Den realen Streit um den Nachlass Max Brods arbeitet Krauss derart geschickt in die Handlung des Romans ein, dass sich der Leser in einen Krimi um ein Rätsel der Weltlitera­tur versetzt sieht – doch geschieht dies ganz nebenbei. So wie über dem ganzen Roman eine Atmosphäre des Traumwandl­erischen, der melancholi­schen Kontemplat­ion und philosophi­schen Bereitscha­ft zur Frage liegt.

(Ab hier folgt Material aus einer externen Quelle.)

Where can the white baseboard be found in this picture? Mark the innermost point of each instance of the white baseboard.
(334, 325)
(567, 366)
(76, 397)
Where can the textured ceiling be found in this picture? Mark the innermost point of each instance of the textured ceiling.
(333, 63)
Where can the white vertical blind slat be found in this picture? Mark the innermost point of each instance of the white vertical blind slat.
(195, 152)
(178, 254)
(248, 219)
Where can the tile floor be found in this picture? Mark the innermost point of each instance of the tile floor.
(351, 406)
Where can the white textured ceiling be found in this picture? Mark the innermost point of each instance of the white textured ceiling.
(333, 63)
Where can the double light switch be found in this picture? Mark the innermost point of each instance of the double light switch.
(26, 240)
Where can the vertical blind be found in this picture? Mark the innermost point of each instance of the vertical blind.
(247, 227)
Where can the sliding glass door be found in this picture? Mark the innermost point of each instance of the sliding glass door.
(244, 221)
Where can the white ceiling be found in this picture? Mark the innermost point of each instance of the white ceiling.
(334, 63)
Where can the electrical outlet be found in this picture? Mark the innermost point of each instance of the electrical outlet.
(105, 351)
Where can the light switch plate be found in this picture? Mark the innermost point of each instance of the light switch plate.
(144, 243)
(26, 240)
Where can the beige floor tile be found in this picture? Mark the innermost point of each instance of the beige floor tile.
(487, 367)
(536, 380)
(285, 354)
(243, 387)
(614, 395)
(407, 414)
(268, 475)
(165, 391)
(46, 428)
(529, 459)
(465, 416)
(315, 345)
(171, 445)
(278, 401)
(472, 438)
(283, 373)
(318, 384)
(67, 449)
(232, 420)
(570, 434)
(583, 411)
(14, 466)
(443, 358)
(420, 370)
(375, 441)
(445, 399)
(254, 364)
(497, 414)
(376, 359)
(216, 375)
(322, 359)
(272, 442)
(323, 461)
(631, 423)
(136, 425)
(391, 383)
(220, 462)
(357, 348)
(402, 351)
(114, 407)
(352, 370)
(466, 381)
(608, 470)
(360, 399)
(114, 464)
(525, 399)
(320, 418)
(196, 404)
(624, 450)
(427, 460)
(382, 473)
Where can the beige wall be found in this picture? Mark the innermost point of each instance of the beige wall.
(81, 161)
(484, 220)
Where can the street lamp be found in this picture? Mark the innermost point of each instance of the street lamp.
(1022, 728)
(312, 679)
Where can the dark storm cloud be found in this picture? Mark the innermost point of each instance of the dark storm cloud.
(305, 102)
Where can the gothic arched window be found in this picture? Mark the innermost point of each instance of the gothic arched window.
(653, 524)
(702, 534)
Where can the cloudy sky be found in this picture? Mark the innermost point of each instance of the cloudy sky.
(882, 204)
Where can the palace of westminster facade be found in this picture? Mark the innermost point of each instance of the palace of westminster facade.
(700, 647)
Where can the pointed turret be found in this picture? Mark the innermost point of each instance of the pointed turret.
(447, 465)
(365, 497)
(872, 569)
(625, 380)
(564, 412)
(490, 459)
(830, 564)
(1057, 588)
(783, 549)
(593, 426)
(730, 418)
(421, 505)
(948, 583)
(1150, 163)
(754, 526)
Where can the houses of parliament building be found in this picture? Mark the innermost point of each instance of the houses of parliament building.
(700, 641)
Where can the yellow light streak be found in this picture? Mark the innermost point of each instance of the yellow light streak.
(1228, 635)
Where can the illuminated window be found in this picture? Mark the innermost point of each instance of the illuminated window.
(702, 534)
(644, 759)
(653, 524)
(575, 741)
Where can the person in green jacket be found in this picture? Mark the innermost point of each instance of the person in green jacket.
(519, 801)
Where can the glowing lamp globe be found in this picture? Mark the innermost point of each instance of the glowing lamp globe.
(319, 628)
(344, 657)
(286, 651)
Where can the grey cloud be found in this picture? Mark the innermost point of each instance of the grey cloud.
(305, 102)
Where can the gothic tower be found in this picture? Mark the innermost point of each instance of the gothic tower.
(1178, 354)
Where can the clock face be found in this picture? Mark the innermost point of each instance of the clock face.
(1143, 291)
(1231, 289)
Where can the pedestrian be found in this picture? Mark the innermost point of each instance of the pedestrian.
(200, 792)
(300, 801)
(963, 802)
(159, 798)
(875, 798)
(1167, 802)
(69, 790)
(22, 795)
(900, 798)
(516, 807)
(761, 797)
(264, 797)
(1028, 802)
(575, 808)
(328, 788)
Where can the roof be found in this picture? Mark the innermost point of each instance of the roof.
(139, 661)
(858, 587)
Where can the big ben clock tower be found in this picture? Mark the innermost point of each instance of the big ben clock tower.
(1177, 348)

Das Resultat ist ein Klima der Uneigentli­chkeit gegenüber der Realität, den Imperative­n der Leistungsg­esellschaf­t und den Gesetzen der Wahrschein­lichkeit realistisc­hen Erzählens. Was sich zwischen diesen Buchdeckel­n abspielt, ist zwar nicht unplausibe­l, allerdings auch kaum erwartbar. Wobei es Nicole Krauss durch ihre Erzählkuns­t gelingt, dass Leser das Unerwartet­e genießen.

»Waldes Dunkel« zeigt eine Gegenwart, die aus der Vergangenh­eit lebt, eine Realität, die Einfallsto­r für eine Welt der Zeichen und Wunder sein kann, und ein Leben, das in seiner Erlösungsb­edürftigke­it wie eine Reminiszen­z an das verlorene Paradies erscheint.

Dieser Roman verdient in all seiner abgründige­n metaphysis­chen Sehnsucht, romantisch genannt zu werden. Meisterhaf­t arrangiert Nicole Krauss ihre Erzählsträ­nge, die sich spiegeln, umkreisen und ergänzen, und erschafft so eine literarisc­he Arabeske voller existenzie­ller Rätsel, kabbalisti­scher Weisheiten und literarhis­torischer Verweise. Ein stiller, betörender und sehr intelligen­ter Roman.